I fratelli Cristini si opposero all'ingiunzione – dicendo di non volerla eseguire – in quanto l'uso del filo di ferro non fu vietato dal Consiglio comunale, ma dalla Giunta senza alcuna facoltà, e perché, se la legge comunale concede ai Sindaci di prendere i provvedimenti d'urgenza che riguardino la pubblica sicurezza, nel caso il distacco del filo di ferro non era richiesto da alcuna urgenza, essendo tenuto in esercizio da tre anni senza ostacolo o danno di sorta.
Il Sindaco fece allora rimuovere il filo di ferro d'ufficio.
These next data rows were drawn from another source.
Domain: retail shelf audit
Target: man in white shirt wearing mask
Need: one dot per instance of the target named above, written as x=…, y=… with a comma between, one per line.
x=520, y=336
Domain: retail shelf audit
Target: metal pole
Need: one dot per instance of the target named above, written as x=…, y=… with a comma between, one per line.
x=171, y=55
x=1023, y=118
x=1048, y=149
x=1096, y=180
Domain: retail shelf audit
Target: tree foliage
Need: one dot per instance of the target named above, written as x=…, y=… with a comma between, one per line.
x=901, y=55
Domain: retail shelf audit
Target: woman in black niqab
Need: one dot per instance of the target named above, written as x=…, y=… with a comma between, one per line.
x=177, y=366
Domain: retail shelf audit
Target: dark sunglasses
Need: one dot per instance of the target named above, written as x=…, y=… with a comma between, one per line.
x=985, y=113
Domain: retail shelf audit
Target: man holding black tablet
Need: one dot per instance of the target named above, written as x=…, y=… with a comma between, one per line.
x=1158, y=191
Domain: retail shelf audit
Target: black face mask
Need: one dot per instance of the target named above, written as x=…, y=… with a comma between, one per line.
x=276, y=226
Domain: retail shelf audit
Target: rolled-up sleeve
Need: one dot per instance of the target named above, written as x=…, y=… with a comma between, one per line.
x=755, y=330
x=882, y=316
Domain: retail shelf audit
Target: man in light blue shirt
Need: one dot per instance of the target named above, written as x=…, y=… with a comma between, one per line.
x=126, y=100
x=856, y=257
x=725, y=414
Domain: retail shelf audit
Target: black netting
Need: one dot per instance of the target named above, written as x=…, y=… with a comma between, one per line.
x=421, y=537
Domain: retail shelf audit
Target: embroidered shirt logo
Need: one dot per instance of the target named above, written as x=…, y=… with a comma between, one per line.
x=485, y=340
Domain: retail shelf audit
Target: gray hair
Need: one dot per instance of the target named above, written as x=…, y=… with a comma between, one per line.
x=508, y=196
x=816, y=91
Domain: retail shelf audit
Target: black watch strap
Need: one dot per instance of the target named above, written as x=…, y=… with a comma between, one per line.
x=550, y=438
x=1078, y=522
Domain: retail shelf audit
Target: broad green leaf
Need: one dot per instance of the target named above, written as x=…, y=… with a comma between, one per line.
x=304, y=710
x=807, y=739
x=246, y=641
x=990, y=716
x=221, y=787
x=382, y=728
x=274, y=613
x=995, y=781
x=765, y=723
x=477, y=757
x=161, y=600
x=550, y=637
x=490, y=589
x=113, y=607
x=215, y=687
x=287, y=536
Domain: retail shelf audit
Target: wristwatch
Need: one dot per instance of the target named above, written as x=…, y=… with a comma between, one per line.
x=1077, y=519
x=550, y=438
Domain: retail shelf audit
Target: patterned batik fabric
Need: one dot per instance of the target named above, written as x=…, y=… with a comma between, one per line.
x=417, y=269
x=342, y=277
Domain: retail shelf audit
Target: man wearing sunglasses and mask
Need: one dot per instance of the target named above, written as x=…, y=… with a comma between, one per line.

Di qui la querela dei Cristini, con la quale, lamentando quel fatto come prodotto dell'arbitrio del Fenaroli e dell'abuso della sua qualità di Sindaco, ne chiese la condanna al risarcimento dei danni.
La causa è stata trattata in numerosi testi di giurisprudenza amministrativa, poiché l'argomento dell'abuso, se vi era stato, era di competenza dei tribunali amministrativi e non dell'autorità giudiziaria.
Non sappiamo come sia stata risolta la questione, ma – se nel 1892, quasi 20 anni dopo, se il Salmoiraghi dice che «l'argilla era trasportata con una fune aerea» – è evidente che, in un modo o nell'altro, l'ebbero vinta i fratelli Cristini.